The House with a Clock in Its Walls: All These Witches, by Scott Nye
There is a portion of our readership, I trust, for whom the words “Jack Black, Kyle MacLachlan, and Cate Blanchett play witches” will be about all they need to read with regards to this movie. Reader, I’m here to tell you, that’s about all I need too. Eli Roth’s The House with a Clock in Its Walls – adapted from a 1973 novel by the same name – is far from ambitious, mostly hewing to the post-Harry-Potter 21st-century children’s fantasy film template, but its eye for simple pleasures, the modesty of its aims, and a few creative uses for magic keep it lively.

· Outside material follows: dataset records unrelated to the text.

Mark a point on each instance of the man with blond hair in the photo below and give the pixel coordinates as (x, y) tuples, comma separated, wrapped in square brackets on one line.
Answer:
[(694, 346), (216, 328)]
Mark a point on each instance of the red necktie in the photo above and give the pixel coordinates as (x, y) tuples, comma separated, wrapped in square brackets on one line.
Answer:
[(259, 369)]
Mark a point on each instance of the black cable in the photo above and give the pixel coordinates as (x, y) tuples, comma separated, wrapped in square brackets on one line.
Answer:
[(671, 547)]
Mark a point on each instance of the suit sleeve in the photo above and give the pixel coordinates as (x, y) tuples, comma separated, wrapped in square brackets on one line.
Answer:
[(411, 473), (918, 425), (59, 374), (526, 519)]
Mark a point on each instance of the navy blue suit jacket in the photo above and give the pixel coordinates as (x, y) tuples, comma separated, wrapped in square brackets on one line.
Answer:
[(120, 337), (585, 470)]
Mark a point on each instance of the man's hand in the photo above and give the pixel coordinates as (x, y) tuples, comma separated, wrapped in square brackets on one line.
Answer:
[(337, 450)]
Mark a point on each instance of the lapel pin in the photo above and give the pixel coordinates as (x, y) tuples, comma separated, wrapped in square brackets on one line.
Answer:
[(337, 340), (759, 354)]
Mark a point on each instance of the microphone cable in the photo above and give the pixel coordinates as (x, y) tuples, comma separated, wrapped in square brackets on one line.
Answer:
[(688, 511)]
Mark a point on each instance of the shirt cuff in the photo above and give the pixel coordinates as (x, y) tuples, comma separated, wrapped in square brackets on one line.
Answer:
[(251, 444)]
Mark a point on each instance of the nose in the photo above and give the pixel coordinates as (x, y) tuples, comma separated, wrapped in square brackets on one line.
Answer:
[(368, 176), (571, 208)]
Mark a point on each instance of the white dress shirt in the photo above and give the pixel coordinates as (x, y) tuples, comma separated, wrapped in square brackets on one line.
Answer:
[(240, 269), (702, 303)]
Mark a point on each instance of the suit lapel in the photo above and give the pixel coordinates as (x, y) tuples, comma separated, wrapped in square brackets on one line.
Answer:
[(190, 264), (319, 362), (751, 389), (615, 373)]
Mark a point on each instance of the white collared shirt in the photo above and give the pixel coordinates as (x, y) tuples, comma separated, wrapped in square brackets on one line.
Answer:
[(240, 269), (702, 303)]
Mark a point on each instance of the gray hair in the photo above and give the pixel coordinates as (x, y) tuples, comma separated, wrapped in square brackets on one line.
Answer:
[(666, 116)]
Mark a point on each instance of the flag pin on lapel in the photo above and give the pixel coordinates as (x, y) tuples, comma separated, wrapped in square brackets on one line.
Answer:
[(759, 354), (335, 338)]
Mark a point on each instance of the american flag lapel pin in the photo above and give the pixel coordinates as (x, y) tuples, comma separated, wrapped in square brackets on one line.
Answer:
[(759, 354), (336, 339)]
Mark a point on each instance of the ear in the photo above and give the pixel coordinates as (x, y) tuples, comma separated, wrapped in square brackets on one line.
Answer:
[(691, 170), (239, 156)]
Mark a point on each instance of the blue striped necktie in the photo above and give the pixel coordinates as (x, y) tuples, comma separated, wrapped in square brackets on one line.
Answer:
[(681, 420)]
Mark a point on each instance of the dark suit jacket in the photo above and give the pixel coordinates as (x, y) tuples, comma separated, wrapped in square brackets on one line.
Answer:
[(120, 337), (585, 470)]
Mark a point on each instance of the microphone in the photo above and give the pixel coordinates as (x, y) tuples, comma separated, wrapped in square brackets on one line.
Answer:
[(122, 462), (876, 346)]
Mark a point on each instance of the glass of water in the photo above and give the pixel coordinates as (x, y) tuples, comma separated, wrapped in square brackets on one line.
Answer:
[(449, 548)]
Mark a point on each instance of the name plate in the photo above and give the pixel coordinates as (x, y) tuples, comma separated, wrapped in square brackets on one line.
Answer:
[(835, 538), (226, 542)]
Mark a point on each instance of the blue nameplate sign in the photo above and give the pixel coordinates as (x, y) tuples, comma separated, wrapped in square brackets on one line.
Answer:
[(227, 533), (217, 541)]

Having just lost his parents in an accident, 10-year-old Lewis (Owen Vaccaro) goes to live with his uncle Jonathan (Black) in New Zebedee, Michigan. Unlike most tales of orphan woe, his uncle is a kindly, supportive man who places almost no strictures on his nephew or their home. Turns out, this is because Jonathan is a practicing warlock, and much too preoccupied with magic to attend to the nuances of raising a child. It isn’t long before Lewis discovers this aspect of his uncle’s life, and so, under the tutelage of him and their neighbor Florence (Blanchett), young Lewis goes about learning that old black magic.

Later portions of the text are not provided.